MERITOR SAV. v. Camelback Canyon Investors, 792 F. Supp. 697 (D. Ariz. 1992)
April 27, 1992
CAMELBACK CANYON INVESTORS, et al., Defendants.
William CHICK, et al., Cross-claimants,
Wesley ARNOLD, et al., Cross-defendants.
United States District Court, D. Arizona.
*698 David A. Weatherwax, Phoenix, Ariz., for plaintiff.
Kent A. Lang, Phoenix, Ariz., for Chick.
Marc C. Cavness, Phoenix, Ariz., for Anderson.

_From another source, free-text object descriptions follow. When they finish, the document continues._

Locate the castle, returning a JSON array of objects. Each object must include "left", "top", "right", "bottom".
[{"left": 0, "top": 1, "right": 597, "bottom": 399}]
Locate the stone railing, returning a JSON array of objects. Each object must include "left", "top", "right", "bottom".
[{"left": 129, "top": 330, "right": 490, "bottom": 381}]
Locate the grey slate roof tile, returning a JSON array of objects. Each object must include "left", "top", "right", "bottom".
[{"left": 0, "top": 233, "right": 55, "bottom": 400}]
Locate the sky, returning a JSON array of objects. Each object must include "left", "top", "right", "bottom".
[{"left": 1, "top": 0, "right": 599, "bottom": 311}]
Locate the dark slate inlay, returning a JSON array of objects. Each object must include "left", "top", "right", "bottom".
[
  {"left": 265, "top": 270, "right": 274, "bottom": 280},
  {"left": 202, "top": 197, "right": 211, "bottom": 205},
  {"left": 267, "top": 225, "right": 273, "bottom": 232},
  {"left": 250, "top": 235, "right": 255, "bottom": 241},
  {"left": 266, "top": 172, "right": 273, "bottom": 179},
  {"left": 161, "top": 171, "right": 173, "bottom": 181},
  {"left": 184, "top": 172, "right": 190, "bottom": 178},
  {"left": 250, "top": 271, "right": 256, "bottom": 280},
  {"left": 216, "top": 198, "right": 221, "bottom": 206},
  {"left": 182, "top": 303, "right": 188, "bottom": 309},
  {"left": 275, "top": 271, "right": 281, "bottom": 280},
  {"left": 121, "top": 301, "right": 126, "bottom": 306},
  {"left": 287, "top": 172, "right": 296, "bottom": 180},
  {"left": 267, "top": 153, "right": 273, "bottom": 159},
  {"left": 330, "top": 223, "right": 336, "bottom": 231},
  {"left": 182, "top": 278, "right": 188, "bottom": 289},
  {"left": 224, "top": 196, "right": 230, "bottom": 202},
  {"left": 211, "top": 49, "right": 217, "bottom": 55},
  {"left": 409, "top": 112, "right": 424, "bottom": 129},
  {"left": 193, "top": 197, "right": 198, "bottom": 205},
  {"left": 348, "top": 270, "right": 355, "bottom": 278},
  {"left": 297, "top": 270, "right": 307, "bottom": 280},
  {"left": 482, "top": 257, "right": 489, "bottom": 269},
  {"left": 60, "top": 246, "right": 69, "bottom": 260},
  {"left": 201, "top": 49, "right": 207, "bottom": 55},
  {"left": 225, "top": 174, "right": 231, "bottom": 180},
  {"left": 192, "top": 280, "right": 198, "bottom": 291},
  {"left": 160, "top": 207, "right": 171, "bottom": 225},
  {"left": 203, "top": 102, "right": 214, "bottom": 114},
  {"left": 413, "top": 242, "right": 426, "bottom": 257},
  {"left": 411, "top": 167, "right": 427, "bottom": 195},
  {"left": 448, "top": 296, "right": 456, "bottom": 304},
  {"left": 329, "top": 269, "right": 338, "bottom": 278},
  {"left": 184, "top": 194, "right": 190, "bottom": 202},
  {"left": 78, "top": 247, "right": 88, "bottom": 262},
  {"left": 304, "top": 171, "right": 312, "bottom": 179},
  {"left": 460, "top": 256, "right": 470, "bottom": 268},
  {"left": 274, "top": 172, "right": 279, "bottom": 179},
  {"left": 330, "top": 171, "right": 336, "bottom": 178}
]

Shawn Aiken, Phoenix, Ariz., for CCI and Arnold.
MEMORANDUM AND ORDER
COPPLE, District Judge.
Several months ago defendants William and Suzanne Chick ("Chick") filed a motion for partial summary judgment on the grounds that Mrs. Chick did not join in the Camelback Canyon Investors' ("CCI") loan transaction with Meritor Savings Bank ("Meritor"). On November 8, 1991 this Court ruled that the plain language of A.R.S. § 25-214(C) (1) required joinder of both spouses in order to encumber interests in real property in Arizona. The Court then granted the Chick's motion for partial summary judgment holding that in the absence of Mrs. Chick's joinder in the transaction, the Chick's community property could not be reached.
Currently pending before the Court is defendant Wesley and Norma Arnold's motion for partial summary judgment, based on the same arguments raised in the Chick's earlier motion for partial summary judgment, and Meritor's cross-motion for partial summary judgment.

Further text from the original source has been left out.